In April, Tanya always partakes in a race, Race For The Cure, in memory of her two friends she lost to breast cancer, whom she met through chemotherapy and B.F.F.
“I have lost way too many friends to breast cancer,” Tanya said. “There were these two ladies I used to hang out with when I did have cancer, Marta and Susan. They called us the Three Musketeers, and I’m the only Musketeer left. I’ve been to both their funerals. I was with Marta when she died, but Susan died in Utah. I’ll never forget – we went to this one restaurant in the Quarry for lunch. We were wearing hats (none of us wore wigs, we wore hats and scarves), and it was funny because I liked Marta’s hat, Susan liked my hat, so we switched hats in the restaurant. And so we’re balder than bald, and people were just staring at us! And we were laughing because of the looks that people gave us were so pricelessly funny.”
Tanya and her friends then had a special, funny inside joke to share with each from then on.
“I think, as strange as this may sound, I really think that it was almost a blessing that I had cancer because if I hadn’t, I wouldn’t have met the people I met, I wouldn’t be able to help people now the way I do. And I don’t think I’d have the same outlook on life that I now have,” Tanya said. “So, it was a blessing. I wouldn’t want it again, but it’s a blessing.”
How To Prevent Breast Cancer (mayoclinic.org)
Limit alcohol – Should you choose to drink, whether liquor or wine, limit yourself to one drink a day. Or none at all.

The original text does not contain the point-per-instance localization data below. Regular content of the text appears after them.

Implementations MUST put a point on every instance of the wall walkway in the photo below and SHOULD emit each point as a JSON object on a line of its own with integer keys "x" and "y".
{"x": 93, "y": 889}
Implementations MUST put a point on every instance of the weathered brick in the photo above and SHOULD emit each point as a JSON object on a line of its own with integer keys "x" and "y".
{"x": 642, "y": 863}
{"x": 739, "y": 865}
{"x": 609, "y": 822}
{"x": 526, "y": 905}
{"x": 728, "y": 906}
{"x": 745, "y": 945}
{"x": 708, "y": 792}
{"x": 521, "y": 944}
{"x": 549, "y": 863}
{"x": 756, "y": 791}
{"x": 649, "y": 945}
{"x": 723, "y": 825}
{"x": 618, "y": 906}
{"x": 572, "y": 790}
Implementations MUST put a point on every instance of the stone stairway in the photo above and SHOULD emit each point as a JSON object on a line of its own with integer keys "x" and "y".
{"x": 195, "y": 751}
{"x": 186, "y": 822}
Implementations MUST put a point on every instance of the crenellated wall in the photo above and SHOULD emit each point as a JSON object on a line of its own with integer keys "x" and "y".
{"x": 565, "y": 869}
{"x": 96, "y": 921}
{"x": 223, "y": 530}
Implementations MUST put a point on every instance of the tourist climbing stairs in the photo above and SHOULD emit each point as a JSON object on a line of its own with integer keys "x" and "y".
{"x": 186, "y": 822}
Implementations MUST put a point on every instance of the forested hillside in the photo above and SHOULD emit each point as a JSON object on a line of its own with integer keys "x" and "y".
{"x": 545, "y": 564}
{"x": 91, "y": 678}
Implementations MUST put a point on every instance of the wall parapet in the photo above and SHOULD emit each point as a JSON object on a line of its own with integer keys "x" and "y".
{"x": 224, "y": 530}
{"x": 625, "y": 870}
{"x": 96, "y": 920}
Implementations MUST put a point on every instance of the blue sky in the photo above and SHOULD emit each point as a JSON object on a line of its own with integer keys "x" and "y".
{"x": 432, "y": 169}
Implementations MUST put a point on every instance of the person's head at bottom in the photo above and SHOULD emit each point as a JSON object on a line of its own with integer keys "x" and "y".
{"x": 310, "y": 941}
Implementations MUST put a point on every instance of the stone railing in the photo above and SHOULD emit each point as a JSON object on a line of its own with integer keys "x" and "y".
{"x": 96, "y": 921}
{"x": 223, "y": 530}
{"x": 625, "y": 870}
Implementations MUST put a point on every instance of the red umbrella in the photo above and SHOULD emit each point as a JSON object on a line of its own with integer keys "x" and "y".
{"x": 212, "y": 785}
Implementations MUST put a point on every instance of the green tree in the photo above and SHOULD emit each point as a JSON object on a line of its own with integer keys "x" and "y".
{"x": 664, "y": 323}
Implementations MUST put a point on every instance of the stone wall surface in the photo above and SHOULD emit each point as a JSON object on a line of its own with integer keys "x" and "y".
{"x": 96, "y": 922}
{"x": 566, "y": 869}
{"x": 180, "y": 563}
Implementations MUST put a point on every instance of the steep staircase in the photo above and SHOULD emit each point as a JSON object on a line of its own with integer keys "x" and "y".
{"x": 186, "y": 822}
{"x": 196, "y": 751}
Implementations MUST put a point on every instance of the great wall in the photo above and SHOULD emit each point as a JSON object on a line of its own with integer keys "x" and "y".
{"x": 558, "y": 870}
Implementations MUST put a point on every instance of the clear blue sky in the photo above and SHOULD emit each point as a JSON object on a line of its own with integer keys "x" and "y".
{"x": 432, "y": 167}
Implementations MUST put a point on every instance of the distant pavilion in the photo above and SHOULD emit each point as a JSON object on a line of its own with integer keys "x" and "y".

Don’t smoke – Not smoking at all is best, especially for premenopausal women.
Control your weight – There will be an increase of a risk for breast cancer with being overweight or obese.
Be physically active – the Department of Health and Human Services recommends at least 150 minutes a week of moderate aerobic activity or 75 minutes of vigorous aerobic activity weekly, plus strength training at least twice a week.
Breast feed – the longer you breast-feed, the greater the protective effect.
Limit dose and duration of hormone therapy – you may be able to manage your symptoms with nonhormonal therapies, such as physical activity. If you decide that the benefits of short-term hormone therapy outweigh the risks, use the lowest dose that works for you.
Avoid exposure to radiation and environmental pollution – Medical-imaging methods, such as computerized tomography, use high doses of radiation, which have been linked with breast cancer risk. Reduce your exposure by having such tests only when absolutely necessary.